Bark & Co., the New York-based doggie treat delivery service, recently announced $15 million in Series B funding as well. The company credits its 200,000 customers who subscribe to monthly deliveries, as the reason several VC firms willingly contributed to their expansion.
Your company doesn't have to be a multi-million dollar enterprise with big name clients, but it must demonstrate the ability to consistently turn a profit. One way to do this is by generating reports from sales forecasting software that can simultaneously improve your company's workflow. InsightSquared, for instance, can break down revenue data by groups or individual salespeople and determine future performance based on overall close rates.
Presenting concrete data like this to VC firms will also show them your level of organization and commitment, which may be the deciding factor before signing the check.
Minimize Human Risk
When a startup gets off the ground, it is typically run by a CEO and maybe one or two others.
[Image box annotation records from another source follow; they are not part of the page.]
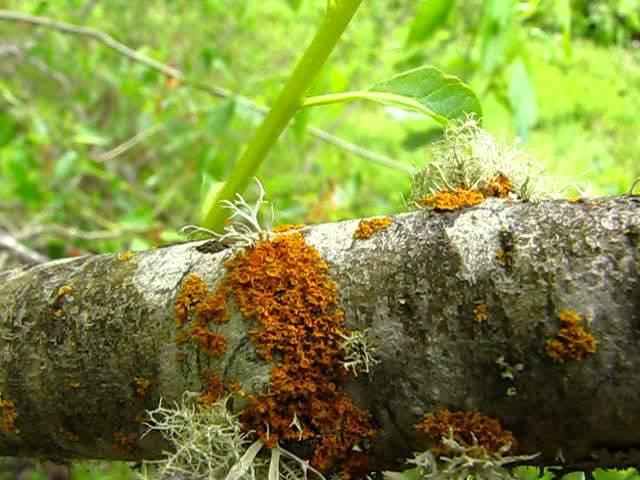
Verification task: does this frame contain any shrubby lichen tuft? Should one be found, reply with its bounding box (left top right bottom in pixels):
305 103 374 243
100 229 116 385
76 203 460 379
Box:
411 117 555 206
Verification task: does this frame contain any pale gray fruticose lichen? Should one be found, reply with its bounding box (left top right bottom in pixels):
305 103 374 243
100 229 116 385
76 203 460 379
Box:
180 177 274 249
410 117 557 207
340 328 380 377
384 432 539 480
140 392 325 480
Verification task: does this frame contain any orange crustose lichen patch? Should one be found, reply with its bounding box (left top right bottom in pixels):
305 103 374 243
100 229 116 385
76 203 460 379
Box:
198 372 227 405
353 217 393 240
227 232 373 470
473 302 489 323
547 310 597 363
176 274 209 327
0 396 20 434
418 188 484 212
271 223 305 233
176 275 229 358
414 410 516 455
482 173 513 198
56 285 73 298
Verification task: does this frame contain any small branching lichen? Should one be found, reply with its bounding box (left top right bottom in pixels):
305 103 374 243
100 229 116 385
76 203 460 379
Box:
180 178 273 249
340 329 380 376
411 117 554 211
143 393 265 480
546 310 597 363
473 302 489 323
384 432 539 480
That means angel investors who weren't as concerned about turning a profit anyway, only had to deal with one or two individuals. But after a few years of success, your company will likely expand, hire more people and subsequently, bring in more personalities.
Beth Seidenberg of VC firm Kleiner Perkins Caufield and Byers (KPCB), said in a speech at Stanford University that venture capitalists look for five specific qualities in a company before committing funds to it. Strong leadership was the first and most important characteristic. She specifically mentioned John Melo of green technology company Amyris, which KPCB initially funded. Not only is Melo passionate about what his company does, but he is also the unquestioned leader of the firm, she said.
Too many cooks in the kitchen will be looked upon as unorganized, dysfunctional and ultimately, a bad investment. One high-ranking bad apple or partner with vocal views differing from the rest of leadership can completely derail a deal. VCs will sense a lack of control at the top, which is especially commonplace in a startup environment featuring several driven, competitive personalities.
Though these types of personnel moves can be tough, its in your best interest to move on from individuals who may potentially hold the company back. Startups are already a risk in-and-of themselves for VCs. You may not get a second chance at funding once the word gets out that leadership within your company is lacking.
Timing Is Everything
A company is going to be given a monetary value by VCs before they decide to invest. Market and economic conditions will play a significant role as to what the final analysis is.
First, know what a fair value is. There are several free valuation tools, such as this one from BizEx, that you can input figures and calculate an estimated value. There are also companies you can hire to give a specific asset-based, income-based or market comparison-based value of your company.
Strong economic conditions means more investors will be lined up searching for deals. But this can also create a false market that overvalues your company. Once the correction happens, you're stuck trying to make up for the bubble value, similar to what homeowners experienced after the 2008 housing market crash.
The fact you're company survived long enough to demand a second round of funding is an accomplishment by itself. But complacency at this point can quickly change your fortunes.